A burst of emotions, of hatred, of unwanted pleasure
Leaving me in a fragile position
Of shame, deep depression and oppresion.
Rejecting everyone out of my life
And closing myself in a bubble of overthinking days
I felt guilty and deeply ashamed,
I couldn't see anything but horrid images in my nightmares
Nor could I remember anything else than this unholy act
You touched my body and crushed my soul
You caressed my curves and ruptured my soul
You kissed my hips and shattered my soul

Though, you went on with your life
Continued meeting people and enjoying your time,
I stopped there and got lost with myself,
With my mind, with my body
I felt dirty by your contact and unwanted by myself
I couldn't continue like it hadn't happen
I had to stop, take a breath
And step by step, I could go back to my routine.

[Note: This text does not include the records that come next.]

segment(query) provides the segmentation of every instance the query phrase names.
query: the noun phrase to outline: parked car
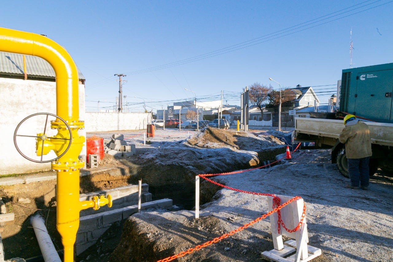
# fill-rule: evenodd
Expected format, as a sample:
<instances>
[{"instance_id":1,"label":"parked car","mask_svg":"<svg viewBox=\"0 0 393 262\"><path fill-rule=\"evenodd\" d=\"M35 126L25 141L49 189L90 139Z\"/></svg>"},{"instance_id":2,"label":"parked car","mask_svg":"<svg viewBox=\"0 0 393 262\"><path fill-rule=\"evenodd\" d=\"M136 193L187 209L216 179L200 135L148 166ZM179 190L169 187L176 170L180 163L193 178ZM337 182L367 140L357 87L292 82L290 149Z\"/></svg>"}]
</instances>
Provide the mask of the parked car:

You felt no impact by this night, though I fear it everytime that I am alone
Yet, the worse in this story
Is that you are not the only one with a filthy mind and a troubled soul
Traumatising some innocent, pure and virtuous humans, sometimes very young
And that, you must know, will stay within the person forever
And everytime they have a decision to take,
They will feel your heavy presence carved forever on their skins
They will fear the moment they are alone, when their thoughts start to wander
And everytime someone touches them, they will be able to picture your eyes,
Looking down on them, and that is, the most awful feeling ever.